Impact de l'inconscient

L’impact de l’inconscient dans la vie sociale va induire des phénomènes permanents tel que :

  1. L’inconscient va désigner les phénomènes de règles intériorisées qui agissent avec force et une intensité non maîtrisable,
  2. Ses effets et les conduites inhérentes persistent même si les causes ont disparu,
  3. Toute attitude unilatérale va obtenir les effets escomptés mais aussi toujours son inverse.

Toutefois l’inconscient n’est ni inconnu ni inexprimable, et en conséquences de quoi ses forces ont une logique propre que l’ont peut structurer en classes de processus inconscients non réductibles l’une à l’autre.

Dans une organisation, ces classes de processus forment les instances spécifiques avec leur loi de fonctionnement interne permettant de valider que tout acte dans l’organisation à toujours une motivation inconsciente. L’organisation visible effective est l’actualisation permanente des effets d’instances (ou niveaux d’analyse). Ces instances sont au nombre de sept :

  1. l’instance mythique,
  2. l’instance sociale historique,
  3. l’instance institutionnelle,
  4. l’instance organisationnelle (au sens stricte),
  5. l’instance groupale,
  6. l’instance individuelle,
  7. l’instance pulsionnelle.

Ces instances rendent compte de l’appareil inconscient collectif réel et particulier d’une organisation contemporaine. Ces instances fondent un système référentiel, elles donnent à l’organisation contemporaine moderne ses caractéristiques fondamentales réelles et non apparentes, mais dont on voit les effets permanents dans l’organisation effective visible sous forme de déroulement historique de l’activité, des relations et comportements entre les individus et/ou groupes symptômes pathologiques entre individus et entre groupes.
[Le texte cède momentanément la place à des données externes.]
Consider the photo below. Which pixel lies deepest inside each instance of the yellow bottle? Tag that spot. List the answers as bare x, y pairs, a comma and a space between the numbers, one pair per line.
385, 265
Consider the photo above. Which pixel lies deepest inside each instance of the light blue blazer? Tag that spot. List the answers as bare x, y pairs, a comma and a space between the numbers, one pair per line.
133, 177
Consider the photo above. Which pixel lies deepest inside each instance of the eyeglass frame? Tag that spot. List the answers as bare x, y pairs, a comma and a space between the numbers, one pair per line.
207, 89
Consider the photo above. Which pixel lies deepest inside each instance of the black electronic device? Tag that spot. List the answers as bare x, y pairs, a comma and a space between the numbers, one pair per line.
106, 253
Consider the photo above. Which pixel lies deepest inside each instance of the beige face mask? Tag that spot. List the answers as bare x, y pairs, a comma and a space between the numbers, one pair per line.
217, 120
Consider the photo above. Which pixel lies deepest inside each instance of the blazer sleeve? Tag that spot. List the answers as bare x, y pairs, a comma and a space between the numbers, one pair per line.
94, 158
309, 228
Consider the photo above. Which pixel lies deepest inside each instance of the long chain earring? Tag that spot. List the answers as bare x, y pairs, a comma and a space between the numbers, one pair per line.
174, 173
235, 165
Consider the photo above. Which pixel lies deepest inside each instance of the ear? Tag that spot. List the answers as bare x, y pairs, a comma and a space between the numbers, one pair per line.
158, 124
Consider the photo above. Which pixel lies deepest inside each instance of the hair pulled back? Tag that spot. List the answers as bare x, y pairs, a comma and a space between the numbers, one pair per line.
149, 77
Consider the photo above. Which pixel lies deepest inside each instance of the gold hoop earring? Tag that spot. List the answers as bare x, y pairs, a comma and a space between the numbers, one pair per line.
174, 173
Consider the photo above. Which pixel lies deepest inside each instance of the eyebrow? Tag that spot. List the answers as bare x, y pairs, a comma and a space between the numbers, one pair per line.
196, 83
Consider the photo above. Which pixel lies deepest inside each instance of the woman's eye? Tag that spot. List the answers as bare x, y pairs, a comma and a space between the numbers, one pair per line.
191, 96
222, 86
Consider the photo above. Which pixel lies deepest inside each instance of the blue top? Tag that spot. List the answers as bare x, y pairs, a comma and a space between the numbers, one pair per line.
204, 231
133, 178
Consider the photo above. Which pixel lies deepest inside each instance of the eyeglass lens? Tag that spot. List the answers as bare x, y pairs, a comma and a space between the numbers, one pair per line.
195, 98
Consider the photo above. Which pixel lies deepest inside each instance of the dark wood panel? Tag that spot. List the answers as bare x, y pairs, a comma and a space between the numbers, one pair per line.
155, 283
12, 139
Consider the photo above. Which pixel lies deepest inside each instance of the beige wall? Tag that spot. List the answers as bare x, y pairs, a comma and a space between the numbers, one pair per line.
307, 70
Description des instances rendant compte du système imaginaire, symbolique et culturel qu'est l'organisation

L’instance mythique

Le mythe ou la légende (c'est-à-dire ce qui mérite d’être perpétuellement narré) sert à fonder tout lien social et à le structurer. Il s’agit d’un ancrage dans un temps primordial « ancien » racontant les exploits de héros et de dieux et autres chimères plus ou moins symboliques.

Ces représentations symboliques doivent faire entrer tout groupe humain dans une histoire irréversible (évolution) et sert de système de valeurs référentielles fondamentales (les vertus héroïques ou la sagesse et/ou puissance des dieux en sont la manifestation prétendue) et est garant du bon déroulement de l’histoire humaine en cours dans l’organisation, il est évident que les dieux et les héros n’existent pas. Toutefois les fondateurs de l’organisation vont jouer ce rôle tutélaire surtout s’ils sont morts depuis longtemps. Ils vont être parés de toutes les vertus à l’image des héros et de tous les potentiels à l’image des dieux. Les fondateurs de l’organisation seront perçus comme des êtres transfigurés dans l’inconscient des membres de l’organisation.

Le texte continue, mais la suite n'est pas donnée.